The Zernike polynomials, we all recognize them, and they are the language we often talk when we describe optical systems. But are they always the right language?
Is there a wrong language? Eventually, we would try to push a design to zero, and we may think it doesn’t matter. But the way we approach zero does matter.
What if we cannot get to zero, or in tolerancing, we can choose to push this or that term, but not both? How do we choose? If we are making a telescope, the case is clear. We want to minimize the variance of the wavefront and, by that, maximize the Strehl ratio. Very clearly derived in Born & Wolf. This is where the Zernike language is the right choice.
However, what if the property we are interested in is not derived from the variance? How do we know?
An analysis that can be employed is to find the MacLaurin expansion of the property of interest to second order using the Zernike polynomial as (say) probes or simply free parameters. One can use a Monte Carlo approach or Latin Hypercube Sampling approach to this, and which one is the best is a discussion to have elsewhere. However, once we have done that, we can find the c (offset), v (linear), and A (square) dependence that makes the best fit to the data, and this fit can be very good.

If A turns out not to be diagonal in this expansion, then the Zernike polynomials are not the right language because it does not follow that minimizing one of the coefficients always improves our property of interest. In this case, diagonalizing A will give us a new orthogonal basis.
However, before we ask the question which of the terms to minimize, but in the new base, what about the linear term v. The answer to that is, it depends.
There is obviously the possibility to look at the solution to f = 0, and if this solution is within the validity range of the expansion, we have probably found a non-trivial solution where non-zero aberrations generate zero error. This does happen (but is unusual), but quite often either v is essentially zero or the solution to f = 0 is not within the range of the expansion, mostly because v is residual from the fitting process.

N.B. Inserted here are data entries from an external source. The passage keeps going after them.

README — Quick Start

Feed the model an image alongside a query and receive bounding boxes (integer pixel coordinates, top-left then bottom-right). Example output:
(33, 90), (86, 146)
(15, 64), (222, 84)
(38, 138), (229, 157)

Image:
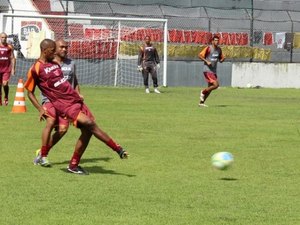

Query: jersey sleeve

(138, 46), (144, 66)
(219, 48), (225, 60)
(199, 46), (209, 59)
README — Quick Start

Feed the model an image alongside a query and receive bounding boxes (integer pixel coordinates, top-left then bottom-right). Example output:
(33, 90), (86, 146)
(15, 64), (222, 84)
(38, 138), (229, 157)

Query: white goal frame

(0, 12), (168, 87)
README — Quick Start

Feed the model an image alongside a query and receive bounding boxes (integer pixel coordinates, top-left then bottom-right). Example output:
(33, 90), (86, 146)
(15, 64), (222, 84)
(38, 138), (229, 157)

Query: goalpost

(0, 14), (168, 87)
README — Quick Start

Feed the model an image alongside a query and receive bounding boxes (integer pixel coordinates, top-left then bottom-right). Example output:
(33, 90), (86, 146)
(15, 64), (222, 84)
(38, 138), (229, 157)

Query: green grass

(0, 87), (300, 225)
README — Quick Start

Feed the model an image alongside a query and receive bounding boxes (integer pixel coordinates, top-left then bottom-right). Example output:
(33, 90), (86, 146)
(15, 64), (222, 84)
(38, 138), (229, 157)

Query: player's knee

(58, 126), (68, 137)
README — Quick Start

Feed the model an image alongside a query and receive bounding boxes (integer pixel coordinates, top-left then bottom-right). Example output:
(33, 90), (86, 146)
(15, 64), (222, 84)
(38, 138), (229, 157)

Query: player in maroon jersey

(24, 39), (129, 174)
(138, 36), (160, 94)
(33, 39), (83, 167)
(198, 35), (225, 107)
(0, 32), (16, 105)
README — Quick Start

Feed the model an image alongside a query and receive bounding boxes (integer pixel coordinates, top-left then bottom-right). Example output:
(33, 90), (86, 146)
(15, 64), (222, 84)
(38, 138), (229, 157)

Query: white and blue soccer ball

(211, 152), (233, 170)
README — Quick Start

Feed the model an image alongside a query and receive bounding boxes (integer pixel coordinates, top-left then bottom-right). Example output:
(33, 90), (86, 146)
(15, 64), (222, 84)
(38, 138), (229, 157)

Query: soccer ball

(211, 152), (233, 170)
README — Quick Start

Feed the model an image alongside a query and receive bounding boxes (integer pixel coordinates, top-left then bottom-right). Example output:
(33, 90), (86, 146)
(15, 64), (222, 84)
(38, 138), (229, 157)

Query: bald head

(40, 39), (55, 62)
(55, 39), (68, 60)
(40, 39), (55, 51)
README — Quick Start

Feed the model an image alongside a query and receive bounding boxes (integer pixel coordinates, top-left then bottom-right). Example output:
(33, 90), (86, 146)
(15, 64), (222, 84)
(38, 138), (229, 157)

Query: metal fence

(1, 0), (300, 62)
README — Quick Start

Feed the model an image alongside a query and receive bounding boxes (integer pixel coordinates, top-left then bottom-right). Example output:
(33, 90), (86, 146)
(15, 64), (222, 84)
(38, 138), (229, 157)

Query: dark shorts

(203, 72), (218, 84)
(43, 102), (69, 127)
(65, 103), (95, 127)
(0, 73), (10, 84)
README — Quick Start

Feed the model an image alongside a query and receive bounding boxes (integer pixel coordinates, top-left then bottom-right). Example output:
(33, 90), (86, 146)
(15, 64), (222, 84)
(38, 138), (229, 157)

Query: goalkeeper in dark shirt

(138, 36), (160, 94)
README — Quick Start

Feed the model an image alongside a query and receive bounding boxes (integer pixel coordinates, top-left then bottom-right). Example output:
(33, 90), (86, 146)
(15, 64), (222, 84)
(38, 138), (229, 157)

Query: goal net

(0, 14), (167, 87)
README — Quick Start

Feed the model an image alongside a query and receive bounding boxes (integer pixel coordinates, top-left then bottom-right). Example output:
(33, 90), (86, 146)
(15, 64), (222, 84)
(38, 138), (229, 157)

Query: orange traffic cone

(11, 79), (26, 113)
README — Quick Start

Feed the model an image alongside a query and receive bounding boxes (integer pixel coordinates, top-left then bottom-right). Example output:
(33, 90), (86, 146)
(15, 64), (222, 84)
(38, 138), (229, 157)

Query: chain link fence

(1, 0), (300, 62)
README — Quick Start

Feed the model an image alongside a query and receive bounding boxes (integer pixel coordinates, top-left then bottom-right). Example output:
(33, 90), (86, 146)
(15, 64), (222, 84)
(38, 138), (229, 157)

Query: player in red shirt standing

(198, 36), (225, 107)
(0, 32), (16, 105)
(24, 39), (129, 175)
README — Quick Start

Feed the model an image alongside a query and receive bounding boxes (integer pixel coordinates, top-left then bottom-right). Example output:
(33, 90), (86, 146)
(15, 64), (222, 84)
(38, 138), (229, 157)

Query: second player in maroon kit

(24, 39), (128, 174)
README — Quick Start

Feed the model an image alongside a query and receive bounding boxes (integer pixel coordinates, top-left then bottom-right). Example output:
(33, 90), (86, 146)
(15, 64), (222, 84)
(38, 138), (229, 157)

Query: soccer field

(0, 86), (300, 225)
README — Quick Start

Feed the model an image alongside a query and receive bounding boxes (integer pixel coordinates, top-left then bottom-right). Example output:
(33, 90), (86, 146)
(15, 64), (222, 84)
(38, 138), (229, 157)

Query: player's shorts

(65, 103), (95, 127)
(0, 72), (10, 84)
(1, 72), (11, 82)
(43, 102), (69, 128)
(203, 72), (218, 84)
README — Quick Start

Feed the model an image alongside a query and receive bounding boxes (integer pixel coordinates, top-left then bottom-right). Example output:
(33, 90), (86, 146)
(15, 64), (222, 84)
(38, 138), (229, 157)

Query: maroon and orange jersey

When the linear term v is zero, we would now ask the same question as we did initially: should we improve this or that term in the new base? The answer is, it doesn’t matter because in the new base, the terms are independent, and we can choose to improve the one that provides the highest effect.
Arguably, this is somewhat esoteric, but given that we have the models of our optical system and the property of interest, probing 15-20 free parameters using a few thousand simulations may be entirely feasible and provides valuable insights into the fundamentals of the optical system. Often, this can be done in under a day if we already have the models in place. On the GPU, even faster than that.
But the really deep point is that, once we see how things work, we can feed it back into our top-level design. Example: We should always avoid linear sensitivities. It is a signal that we are possibly doing something wrong. It happens that this is unavoidable. Then it is what it is, but if this comes up as a surprise, it’s definitely something to feed back to our top-level system design to see if it’s not something that can be eliminated.